A medida que la era de los medios se convirtió en la era de las redes sociales, la empatía suavizó el juicio severo. El estado de ánimo hacia ella cambió. Su silencio, que había parecido un anacronismo pasado de moda, empezó a parecer profético, incluso refrescante. A medida que la moneda que mostraba su perfil declinó y Gran Bretaña disminuyó, sus acciones se mantuvieron altas. Donald Trump anhelaba una visita de estado; Michelle Obama la rodeó con el brazo.
Y ahora ella se ha ido. Walter Bagehot, ese victoriano cuyo libro estudió Elizabeth, escribió una vez que la monarquía “actúa como un disfraz” que permite que una nación “cambie sin que la gente descuidada lo sepa”. Al vivir tanto tiempo, Isabel ofreció la ilusión de estabilidad a una nación que en verdad estaba cambiando notablemente. Su antecesor, Eduardo VIII, que nació en la era de los veleros de aparejo cuadrado y murió en la era de las ojivas nucleares, escribió que tantas cosas habían cambiado tan rápido que se sentía “como si hubiera estado viajando a través de la historia”. en una máquina del tiempo”.
La máquina del tiempo siguió girando. Isabel II deja un país, y una Commonwealth, muy diferentes a los que heredó. Cuando accedió al trono quedaron los vestigios del poder imperial; el resplandor de la victoria en la segunda guerra mundial todavía era cálido.
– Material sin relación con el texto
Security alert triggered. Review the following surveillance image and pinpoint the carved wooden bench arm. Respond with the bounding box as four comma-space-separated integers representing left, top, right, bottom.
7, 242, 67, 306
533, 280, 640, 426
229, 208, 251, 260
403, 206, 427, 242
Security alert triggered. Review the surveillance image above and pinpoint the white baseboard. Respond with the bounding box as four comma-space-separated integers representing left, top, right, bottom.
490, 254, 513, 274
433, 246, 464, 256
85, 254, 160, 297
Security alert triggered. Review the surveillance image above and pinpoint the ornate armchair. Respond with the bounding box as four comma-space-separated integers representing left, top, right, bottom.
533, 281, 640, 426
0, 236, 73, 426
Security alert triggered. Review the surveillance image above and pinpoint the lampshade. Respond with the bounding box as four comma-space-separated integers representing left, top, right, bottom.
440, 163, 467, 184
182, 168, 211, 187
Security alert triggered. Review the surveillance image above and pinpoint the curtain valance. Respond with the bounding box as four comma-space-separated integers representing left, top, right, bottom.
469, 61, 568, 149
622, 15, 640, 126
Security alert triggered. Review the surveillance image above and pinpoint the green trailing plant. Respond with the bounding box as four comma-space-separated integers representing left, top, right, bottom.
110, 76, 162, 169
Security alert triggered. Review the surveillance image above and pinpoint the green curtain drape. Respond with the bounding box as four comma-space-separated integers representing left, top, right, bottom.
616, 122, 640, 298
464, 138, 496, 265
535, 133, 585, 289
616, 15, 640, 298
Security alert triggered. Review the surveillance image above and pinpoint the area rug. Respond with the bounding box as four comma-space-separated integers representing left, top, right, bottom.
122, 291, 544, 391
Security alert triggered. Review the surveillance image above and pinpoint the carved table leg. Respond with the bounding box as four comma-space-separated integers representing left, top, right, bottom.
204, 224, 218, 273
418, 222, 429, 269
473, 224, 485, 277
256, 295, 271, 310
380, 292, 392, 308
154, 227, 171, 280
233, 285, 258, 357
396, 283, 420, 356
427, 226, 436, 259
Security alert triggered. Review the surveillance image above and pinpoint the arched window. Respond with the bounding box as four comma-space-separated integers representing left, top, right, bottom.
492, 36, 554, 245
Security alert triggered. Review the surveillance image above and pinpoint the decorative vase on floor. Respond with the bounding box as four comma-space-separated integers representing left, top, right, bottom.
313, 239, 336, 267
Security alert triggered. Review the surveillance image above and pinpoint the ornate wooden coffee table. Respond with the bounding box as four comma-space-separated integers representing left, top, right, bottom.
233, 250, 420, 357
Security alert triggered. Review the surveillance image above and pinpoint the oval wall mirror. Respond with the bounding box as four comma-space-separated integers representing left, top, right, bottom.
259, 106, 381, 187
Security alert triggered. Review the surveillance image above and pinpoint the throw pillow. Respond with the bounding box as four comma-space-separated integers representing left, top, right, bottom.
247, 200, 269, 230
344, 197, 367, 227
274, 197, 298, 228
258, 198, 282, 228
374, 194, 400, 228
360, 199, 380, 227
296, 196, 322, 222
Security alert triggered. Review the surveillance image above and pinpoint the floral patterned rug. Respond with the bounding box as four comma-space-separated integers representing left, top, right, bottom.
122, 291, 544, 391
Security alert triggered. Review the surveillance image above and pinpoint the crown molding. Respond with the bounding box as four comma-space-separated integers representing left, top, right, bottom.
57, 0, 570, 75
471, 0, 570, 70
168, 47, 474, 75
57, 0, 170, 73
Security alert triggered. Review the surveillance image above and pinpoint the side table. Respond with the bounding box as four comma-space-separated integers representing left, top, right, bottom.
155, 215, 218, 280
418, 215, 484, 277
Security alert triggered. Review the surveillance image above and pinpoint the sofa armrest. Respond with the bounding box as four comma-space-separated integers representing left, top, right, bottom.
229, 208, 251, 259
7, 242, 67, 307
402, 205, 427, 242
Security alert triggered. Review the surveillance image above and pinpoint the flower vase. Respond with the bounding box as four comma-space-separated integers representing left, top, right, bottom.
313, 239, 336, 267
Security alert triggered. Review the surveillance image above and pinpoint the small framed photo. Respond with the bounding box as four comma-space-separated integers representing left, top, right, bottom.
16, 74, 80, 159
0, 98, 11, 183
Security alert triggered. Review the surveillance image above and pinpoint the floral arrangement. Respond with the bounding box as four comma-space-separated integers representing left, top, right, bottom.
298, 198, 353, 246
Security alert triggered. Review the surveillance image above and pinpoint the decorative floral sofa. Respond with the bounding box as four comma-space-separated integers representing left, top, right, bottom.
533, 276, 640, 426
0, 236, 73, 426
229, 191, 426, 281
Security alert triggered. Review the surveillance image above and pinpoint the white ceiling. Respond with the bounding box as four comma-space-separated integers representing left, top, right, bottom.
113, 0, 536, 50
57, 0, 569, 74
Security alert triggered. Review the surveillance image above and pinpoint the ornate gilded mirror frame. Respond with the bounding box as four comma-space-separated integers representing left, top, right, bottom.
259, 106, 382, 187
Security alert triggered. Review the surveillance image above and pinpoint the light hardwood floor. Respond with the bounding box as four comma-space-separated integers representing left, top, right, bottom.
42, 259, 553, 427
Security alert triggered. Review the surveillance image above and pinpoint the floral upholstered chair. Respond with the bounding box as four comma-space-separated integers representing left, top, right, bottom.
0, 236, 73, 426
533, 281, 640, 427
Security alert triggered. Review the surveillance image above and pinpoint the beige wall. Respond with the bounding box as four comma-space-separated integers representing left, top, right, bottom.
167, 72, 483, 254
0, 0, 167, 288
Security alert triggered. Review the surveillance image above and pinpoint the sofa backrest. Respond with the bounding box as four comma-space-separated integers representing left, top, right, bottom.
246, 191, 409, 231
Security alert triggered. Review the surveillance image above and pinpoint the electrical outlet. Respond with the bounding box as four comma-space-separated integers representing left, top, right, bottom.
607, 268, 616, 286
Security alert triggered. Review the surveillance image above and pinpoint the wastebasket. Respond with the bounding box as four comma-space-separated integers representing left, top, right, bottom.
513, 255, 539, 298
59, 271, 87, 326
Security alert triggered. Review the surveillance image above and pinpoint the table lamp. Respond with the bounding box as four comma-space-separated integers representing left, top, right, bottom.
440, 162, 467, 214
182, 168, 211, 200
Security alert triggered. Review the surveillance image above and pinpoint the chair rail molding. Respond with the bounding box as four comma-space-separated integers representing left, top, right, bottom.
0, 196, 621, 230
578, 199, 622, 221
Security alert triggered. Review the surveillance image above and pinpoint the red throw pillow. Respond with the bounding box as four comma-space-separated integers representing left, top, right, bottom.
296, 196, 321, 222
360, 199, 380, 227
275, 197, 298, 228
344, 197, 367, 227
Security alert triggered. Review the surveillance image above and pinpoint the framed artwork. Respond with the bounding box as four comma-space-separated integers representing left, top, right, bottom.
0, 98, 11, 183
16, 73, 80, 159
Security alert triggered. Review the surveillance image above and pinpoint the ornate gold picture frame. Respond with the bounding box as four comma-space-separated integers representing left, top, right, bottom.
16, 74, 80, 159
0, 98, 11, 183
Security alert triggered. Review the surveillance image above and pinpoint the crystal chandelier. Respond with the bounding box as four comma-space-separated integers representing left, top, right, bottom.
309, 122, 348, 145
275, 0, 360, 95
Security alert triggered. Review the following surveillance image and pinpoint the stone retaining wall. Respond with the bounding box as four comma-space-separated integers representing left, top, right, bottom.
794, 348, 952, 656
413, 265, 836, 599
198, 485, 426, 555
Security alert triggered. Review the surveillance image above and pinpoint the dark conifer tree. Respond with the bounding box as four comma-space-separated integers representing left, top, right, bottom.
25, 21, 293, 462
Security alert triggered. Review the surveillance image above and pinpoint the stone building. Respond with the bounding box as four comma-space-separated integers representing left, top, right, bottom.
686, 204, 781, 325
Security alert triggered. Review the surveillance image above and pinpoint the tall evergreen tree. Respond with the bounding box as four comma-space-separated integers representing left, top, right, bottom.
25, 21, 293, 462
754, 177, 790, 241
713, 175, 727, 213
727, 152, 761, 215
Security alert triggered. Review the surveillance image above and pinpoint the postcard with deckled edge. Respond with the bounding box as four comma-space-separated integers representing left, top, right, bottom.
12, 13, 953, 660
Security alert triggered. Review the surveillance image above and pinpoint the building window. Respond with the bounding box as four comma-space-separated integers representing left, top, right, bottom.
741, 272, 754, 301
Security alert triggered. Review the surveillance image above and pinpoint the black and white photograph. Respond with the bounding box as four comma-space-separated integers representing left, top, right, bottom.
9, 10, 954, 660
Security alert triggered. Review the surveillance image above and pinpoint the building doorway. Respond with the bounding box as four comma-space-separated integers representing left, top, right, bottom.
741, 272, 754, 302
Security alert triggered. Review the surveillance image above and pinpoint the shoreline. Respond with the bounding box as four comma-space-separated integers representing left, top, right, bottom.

Ahora Gran Bretaña no es más que una potencia regional en el Atlántico Norte; la secesión está amenazada por todos lados; la Commonwealth, que ya se está desmoronando, parece probable que se desmorone aún más sin ella. Con su muerte se ha cortado un último hilo que unía a Gran Bretaña a una era de grandeza.
Pocos se sienten seguros de que la monarquía prosperará sin ella. Muchos temen que Charles no esté a la altura del trabajo. Ha dicho demasiado, demasiado autocompasivo: el Príncipe de los Lamentos. Pero en los últimos años él también se ha suavizado. Algunos de los temas en los que ha estado dando vueltas por más tiempo, en particular el medio ambiente, ahora parecen menos las obsesiones de un chiflado. Y los Windsor siempre han tenido un instinto de supervivencia: está en su propio nombre. Solían llamarse la Casa de Saxe-Coburg-Gotha. Pero en junio de 1917, los bombarderos “Gotha” lanzaron una incursión en Londres y murieron 18 niños en una escuela primaria. Ese mes la familia real cambió su nombre a Windsor.
El viejo orden cambia
El papel del rey Carlos no es fácil. Esperar entre bastidores es difícil, y el corolario del monarca reinante más antiguo del mundo es el heredero aparente más antiguo del mundo. El suyo fue un acto difícil de seguir y la gente se pregunta si él puede hacerlo. En verdad, no hay ninguna razón por la que debería hacerlo. Moldeó la monarquía a su carácter, y la longevidad hizo que la idiosincrasia pareciera ortodoxia.
El cambio es posible. De hecho, la acuñación del reino prácticamente lo exige. Desde la Restauración en el siglo XVII, ha sido costumbre que cada monarca británico mire de manera opuesta a su predecesor, tal vez para simbolizar que cada uno lo hará a su manera. Jorge VI miraba a la izquierda; Isabel II, a la derecha; y ahora Charles a la izquierda otra vez. Cambio, y continuidad, continuidad y cambio, acuñados en metal.